Tipsheet

On Like Donkey Kong

I'm on O'Reilly as usual tonight, talking about the 'Nets.

We're covering the "darkened" picture of Obama controversy. Here's the original Daily Kos entry accusing the Hillary campaign of darkening Obama's face in an ad as some sort of racist plot to make him appear blacker and, therefore, presumably more "threatening."

Here's the original footage of Obama the ad used, from the debate in question.

Here's Hillary's ad, which we'll all concede does make him darker.

But, as Allah notes, he's mostly greyer and washed out, not real menacing. It's also a negative ad, in which all the frames are a little greyer and foreboding than they would normally be, not just the clip of Obama.

The Clinton campaign first claimed that the ad was darkened as part of a "saturation-desaturation" process, and:
Asked for comment, Clinton campaign spokesman Jay Carson said, "this is a bogus assertion. Ads look different based on software, screens, computers, television, etc."
Little Green Footballs supports that assertion with a technical explanation.

Later, they claimed the ad is not Hillary's, which seems very silly given that it's available on her web site and on her YouTube site.
He said on Fox News that he had spoken with the campaigns chief ad-maker, Mandy Grunwald, who emphatically denied the ad on DailyKos was theirs.
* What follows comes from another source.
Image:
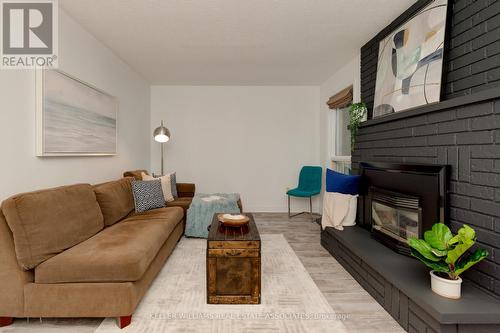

"We don't know what is up there, but it is not our ad," Mr Carson said.

So, anyway, my feeling was that this was another raaaaacist creation of the lefty blogs, ala the drums in the back of that Corker radio ad in Tennessee in '06, but what's with Hillary's campaign saying two different things about the ad? It seems reasonable to assume the difference in color is due to technology and the natural tendency to make a negative ad darker, but the response from the Hillary campaign is weird.

The whole thing's just a preview of the race-baiting wonderland we're headed into if Obama's the Democratic nominee. Listen, some things need to be called out. I think the superfluous middle-name usage, for instance, is designed to send a message and should be cut out. I understand that some things are out of bounds, but liberals have been demagoguing race for so long, they can't tell the difference between real racism and coded messages that are just figments of their fevered, guilty imaginations (or, deliberate fabrications of their cynical imaginations, even).

Let us not forget, either, that the Democratic Party has been accused, with some credibility, of darkening ads of Republican Bobby Jindal in 2003 to make him less palatable to Northern Louisia voters. And, even Mr. Post-Racial himself is not wholly without blame.

So, let's play careful with the raaaaaacism accusations. It just seems to me, in this case, team Hillary would have much more to lose than to gain by darkening Obama by a few shades.

Oh, and we're talking about Huffington Post having nasty comments on it.